Notação de íons de fragmento
Peptídeos e oligossacarídeos (incluindo glicolípidos) seguem diferentes sistemas de nomenclatura para seus íons de fragmento. Outras classes de compostos, ou seja, fosfolípidos, etc.., ainda não têm sistemas de nomenclatura estabelecidos.
Peptídeos
Nomenclatura para fragmentos de peptídeos
Fragmentos contendo os termos N são rotulados como a, b, ou c, dependendo do local da clivagem, enquanto os fragmentos contendo os termos C são rotulados como x, y, ou z. Os números indicam o número de resíduos de aminoácidos no íon do fragmento.
Oligosacarídeos (incluindo glicolipídeos)
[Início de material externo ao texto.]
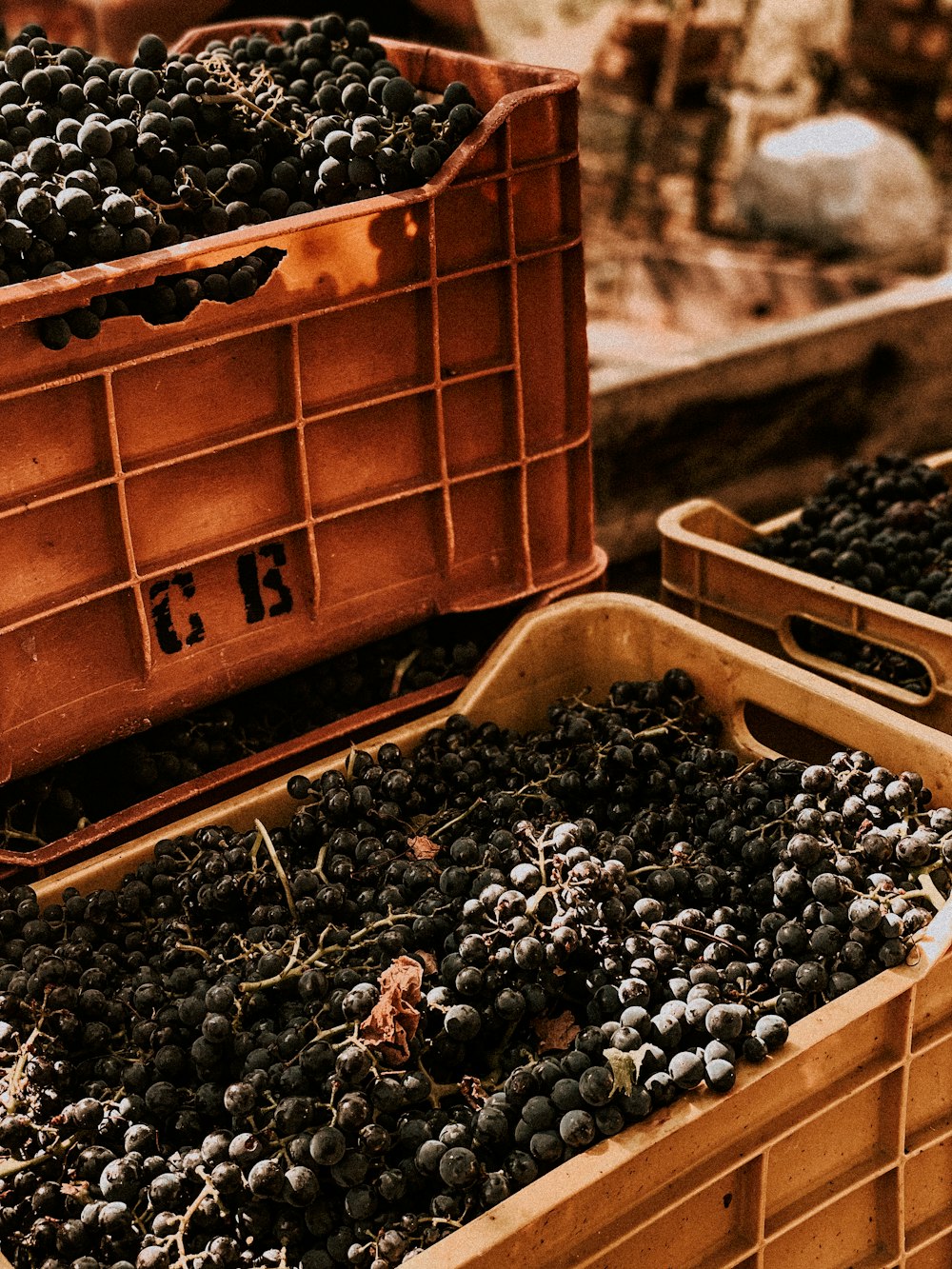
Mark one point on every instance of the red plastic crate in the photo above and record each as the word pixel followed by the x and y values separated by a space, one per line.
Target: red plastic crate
pixel 394 426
Para os oligossacarídeos, os fragmentos contendo a extremidade redutora (a extremidade redutora está no lado direito da figura) são rotulados como x, y ou z, dependendo do local da clivagem, enquanto que os fragmentos contendo a outra extremidade são rotulados como a, b ou c. Os números indicam o local do resíduo de açúcar: y, z, b, e c iões são fragmentos devido a clivagens glicosídicas (ligações glicosídicas cortantes que contêm dois resíduos de açúcar adjacentes), enquanto a e x iões resultam da clivagem do anel cruzado.
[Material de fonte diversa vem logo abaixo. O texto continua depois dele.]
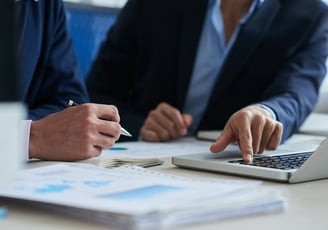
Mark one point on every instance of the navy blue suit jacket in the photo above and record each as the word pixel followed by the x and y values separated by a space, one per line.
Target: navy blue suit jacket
pixel 278 60
pixel 48 69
>3130>Nomenclatura para fragmentos de oligossacarídeos (incluindo glicolípidos, quando R = ceramida) (Costello, C. E.; Vath, J. E. Methods Enzymol. 1990, 193, 738-768)
Técnicas de fragmentação
Iões precursores podem ser activados (com aumento da energia interna) de muitas formas diferentes. Os padrões de fragmentação dependem de como a energia é transferida para o íon precursor, da quantidade de energia transferida e de como a energia transferida é distribuída internamente. A dissociação induzida pela colisão e a dissociação multifotônica infravermelha são técnicas de “aquecimento lento” que aumentam a temperatura de Boltzmann do íon e assim, de preferência, clivam as ligações mais fracas para produzir principalmente íons b e y. Essas técnicas são bastante eficientes para peptídeos, lipídios e outros compostos químicos relativamente pequenos, mas também podem remover modificações proteicas pós-tradução (por exemplo, fosfatos e açúcares). A dissociação da captura de elétrons e a dissociação da transferência de elétrons produzem principalmente íons c e z enquanto preservam as modificações pós-traducionais (PTMs). Assim, o ECD e o ETD são amplamente aplicados a proteínas e peptídeos com PTMs lábil. Para os oligossacarídeos (incluindo glicolipídios), o ECD/ETD também pode gerar íons a e z clivados em anéis cruzados, que são cruciais para a localização de ligações glicosídicas.
- 21 Tesla FT-ICR MS (Actively Shielded)
- 14.5 Tesla FT-ICR MS (Actively Shielded)
- 9.4 Tesla FT-ICR MS (Passively Shielded)
Publicações relacionadas
B. J. Bythell, et al, Relative stability of peptide sequence ions generated by tandem mass spectrometry, Journal of the American Society for Mass Spectrometry 23(4), 644-654 (2012) Leia online
Para mais informações entre em contato com Amy McKenna, Gerente, ICR User Program.